Но то, что ночной таежный лес таит в себе немало опасностей, можно не знать, но чувствовать кожей, я узнал не по чужим рассказам.
С собой я взял накамерный свет и скажу вам — нет ничего более завораживающего, чем исходящая паром в свете ночного фонаря красавица-лошадь. Жалеть ее нет смысла. «Феодосий, а они устают?» — жалобно спрашиваю извозчика. Тот смотрит — не насмешки ли строит городской?..«Да, что ты, Валера!.. Им такая езда в радость. Прохладно, слепней нету, дорога мягкая, груз минимальный… Скажу тебе больше — соскучились они по дальней дороге.
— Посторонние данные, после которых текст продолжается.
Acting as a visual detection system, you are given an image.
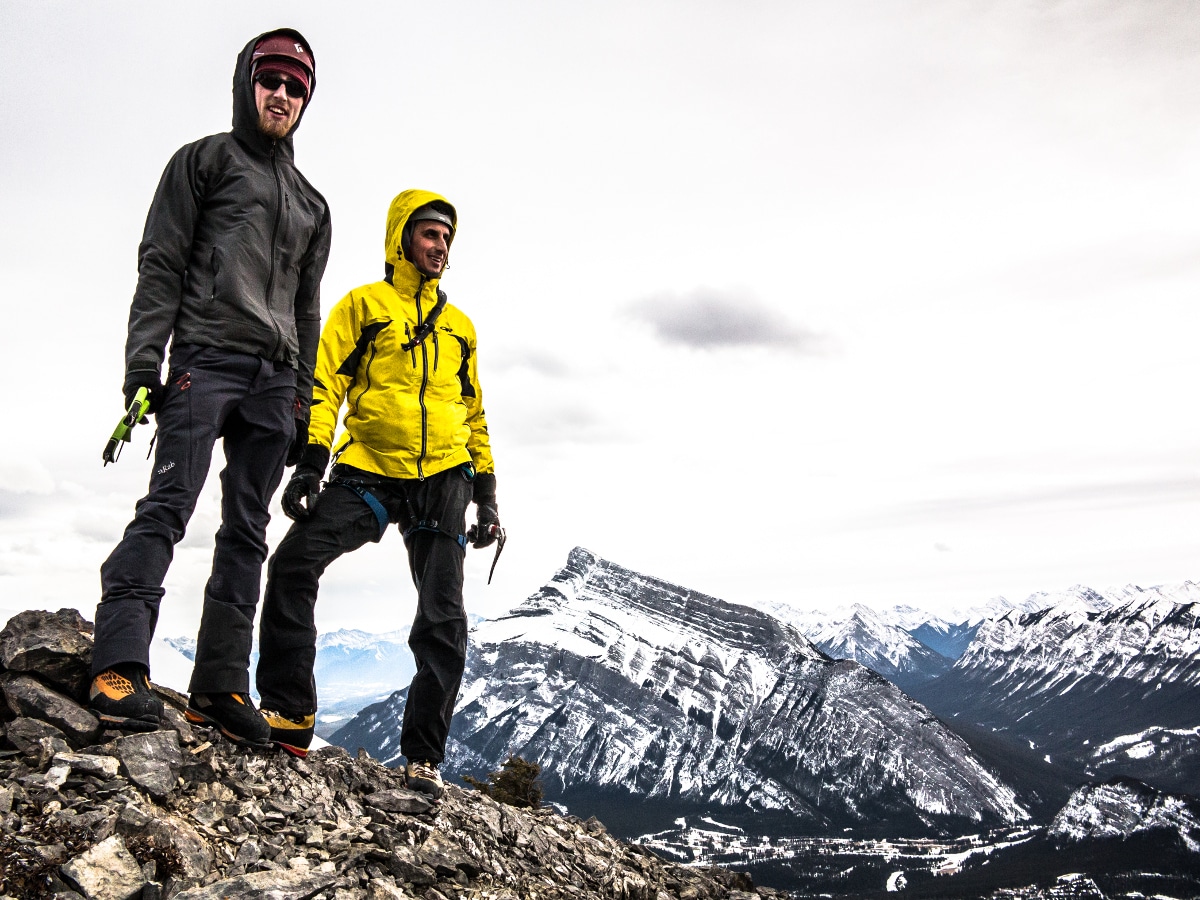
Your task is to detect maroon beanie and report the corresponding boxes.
[250,34,312,98]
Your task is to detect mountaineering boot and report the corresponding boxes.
[404,760,442,800]
[184,694,271,750]
[88,662,164,731]
[263,709,317,760]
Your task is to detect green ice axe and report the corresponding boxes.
[104,388,150,466]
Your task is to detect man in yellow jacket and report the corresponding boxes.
[257,191,502,796]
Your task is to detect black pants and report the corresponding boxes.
[92,344,295,694]
[256,466,473,763]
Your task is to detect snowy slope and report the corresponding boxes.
[1049,779,1200,853]
[914,582,1200,790]
[334,548,1027,828]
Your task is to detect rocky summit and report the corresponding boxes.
[0,610,782,900]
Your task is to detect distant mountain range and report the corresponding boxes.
[331,548,1030,833]
[776,582,1200,793]
[331,548,1200,896]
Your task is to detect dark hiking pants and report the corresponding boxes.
[256,466,472,763]
[92,344,295,694]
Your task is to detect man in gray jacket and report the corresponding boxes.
[90,29,330,745]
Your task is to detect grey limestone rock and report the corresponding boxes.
[60,835,146,900]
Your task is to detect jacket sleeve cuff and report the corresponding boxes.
[472,472,497,509]
[296,444,329,475]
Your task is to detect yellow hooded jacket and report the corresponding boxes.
[308,191,494,479]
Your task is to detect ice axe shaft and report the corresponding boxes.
[104,388,150,466]
[467,524,508,584]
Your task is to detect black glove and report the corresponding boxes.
[470,472,500,550]
[121,372,167,425]
[280,444,329,522]
[286,401,312,465]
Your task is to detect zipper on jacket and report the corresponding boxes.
[342,341,378,422]
[263,140,284,358]
[415,275,430,481]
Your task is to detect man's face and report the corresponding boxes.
[412,220,450,277]
[254,72,305,140]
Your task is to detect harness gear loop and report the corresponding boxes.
[403,518,467,550]
[332,480,388,538]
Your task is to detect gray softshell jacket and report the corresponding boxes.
[125,29,331,414]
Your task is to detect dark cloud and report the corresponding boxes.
[626,290,824,354]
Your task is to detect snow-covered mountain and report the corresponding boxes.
[805,605,953,690]
[913,592,1200,790]
[1049,779,1200,853]
[332,547,1028,833]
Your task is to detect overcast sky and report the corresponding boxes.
[0,0,1200,648]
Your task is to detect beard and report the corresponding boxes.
[258,112,294,140]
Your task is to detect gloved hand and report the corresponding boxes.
[280,444,329,522]
[284,401,309,474]
[469,472,500,550]
[121,371,167,425]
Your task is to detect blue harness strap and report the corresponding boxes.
[334,481,388,538]
[404,518,467,550]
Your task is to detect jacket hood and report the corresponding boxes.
[383,191,458,272]
[233,28,317,158]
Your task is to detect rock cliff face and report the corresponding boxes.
[0,611,776,900]
[331,548,1027,833]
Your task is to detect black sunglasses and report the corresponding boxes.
[254,72,308,100]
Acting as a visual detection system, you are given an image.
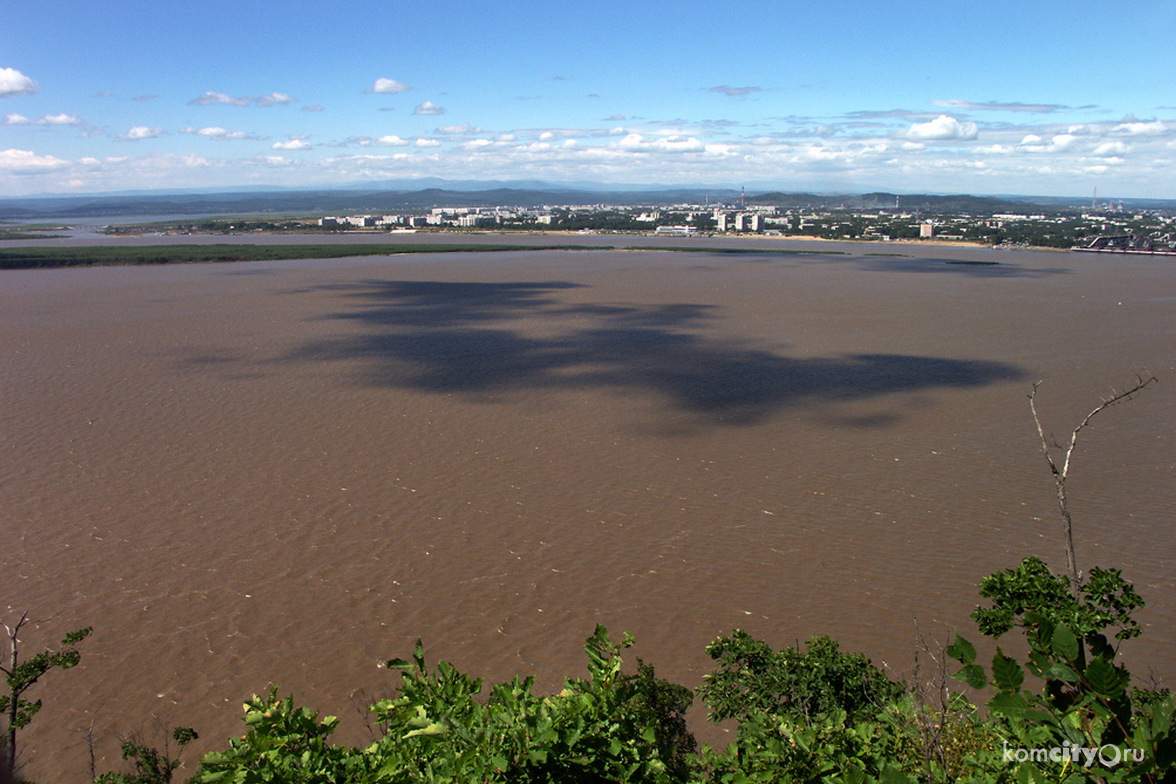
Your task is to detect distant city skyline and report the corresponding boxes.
[0,0,1176,199]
Смотри, какой Бурчик веселый!..»
В самом деле, жеребец Бурка часто и весело ржал. И, — я уверен, что он нарочно наступил в темноте копытом прямо мне на ногу по пути на реку, когда я вел его под уздцы… Весит жеребец под пол-тонны! Хорошо, моя нога в сапоге ушла в болото, а то бы раздавил бы он мне кости на х… Ой, при старовере матерно мы не ругались… А иногда так хотелось…
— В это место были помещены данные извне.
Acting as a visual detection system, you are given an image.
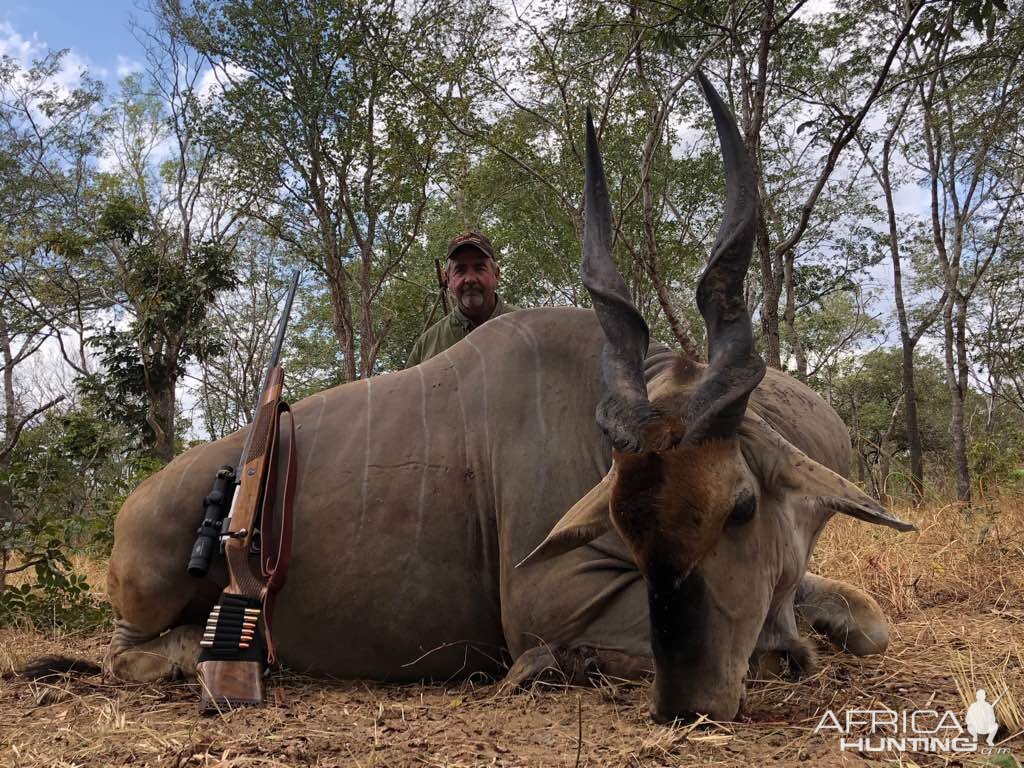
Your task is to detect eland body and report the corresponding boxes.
[105,73,908,721]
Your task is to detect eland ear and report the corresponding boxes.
[741,410,918,530]
[516,467,615,568]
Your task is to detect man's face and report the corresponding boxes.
[447,248,501,323]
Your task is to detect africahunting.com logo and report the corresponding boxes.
[814,689,1009,755]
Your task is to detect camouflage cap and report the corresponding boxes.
[447,229,496,259]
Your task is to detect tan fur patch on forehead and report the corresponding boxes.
[611,438,746,570]
[662,438,742,514]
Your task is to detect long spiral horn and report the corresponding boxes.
[580,110,658,453]
[685,72,765,443]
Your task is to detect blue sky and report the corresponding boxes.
[0,0,146,85]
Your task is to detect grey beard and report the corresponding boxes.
[459,291,483,309]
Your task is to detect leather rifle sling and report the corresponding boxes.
[260,400,298,665]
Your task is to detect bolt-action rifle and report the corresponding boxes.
[188,270,299,712]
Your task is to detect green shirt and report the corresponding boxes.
[406,295,519,368]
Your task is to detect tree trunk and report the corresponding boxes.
[783,248,807,384]
[942,291,971,507]
[757,211,782,370]
[0,311,17,595]
[902,339,925,504]
[145,380,177,464]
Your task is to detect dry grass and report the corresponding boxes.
[0,498,1024,768]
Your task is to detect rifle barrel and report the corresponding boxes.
[234,269,299,468]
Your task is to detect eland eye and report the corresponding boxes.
[725,494,758,526]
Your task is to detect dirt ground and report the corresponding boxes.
[0,499,1024,768]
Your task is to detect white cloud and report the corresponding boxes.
[117,55,142,80]
[197,63,246,97]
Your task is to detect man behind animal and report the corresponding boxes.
[406,230,519,368]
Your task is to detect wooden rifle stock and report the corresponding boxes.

Феодосий все видит, все подмечает, но вида не подает. Молча поменялись с ним лошадками. И теперь я повел уже кобылу Мышку на водопой. Оказалось, что узнать точно, когда лошадь следует поить, можно по окончившемуся потному испарению от лошадиного хребта и крупа. А это — не меньше получаса — иначе простынет. Вода в предрассветной речке Ваге студеная. В ней я и приходил в себя от бессонницы и мошкары чуть позже под утром. Надо только заставить себя и уже не захочешь выйти из этой молочно-туманной благодати…
Потом благодать не раз и не два накроет нас Праздником. Особенно хорошо нам было, когда встало солнце и отдохнувшие изрядно, пока мы ремонтировали фаэтон, лошади несли нас по широкому проселочному тракту хорошим галопом.
В эти минуты, растянувшиеся в часы, я был счастлив… Так мы и встретили Троицу.
Возвращаясь уже на машине по пустой ночной трассе Вологда-Новая Ладога в Петербург, я все думал: может, рано мы похоронили русскую деревню?..
Она, вон, живет и без нашей жалости, без наших «умных» оценок, без нашей отстраненной «заботы» о ней.
Она, как те лошади, не терпит и не понимает жалости. Надо ехать и работать. А исконная работа деревни — везти на себе Россию. В этом — ее смысл и нехитрое счастье. «Нехитрое» — слово ключевое.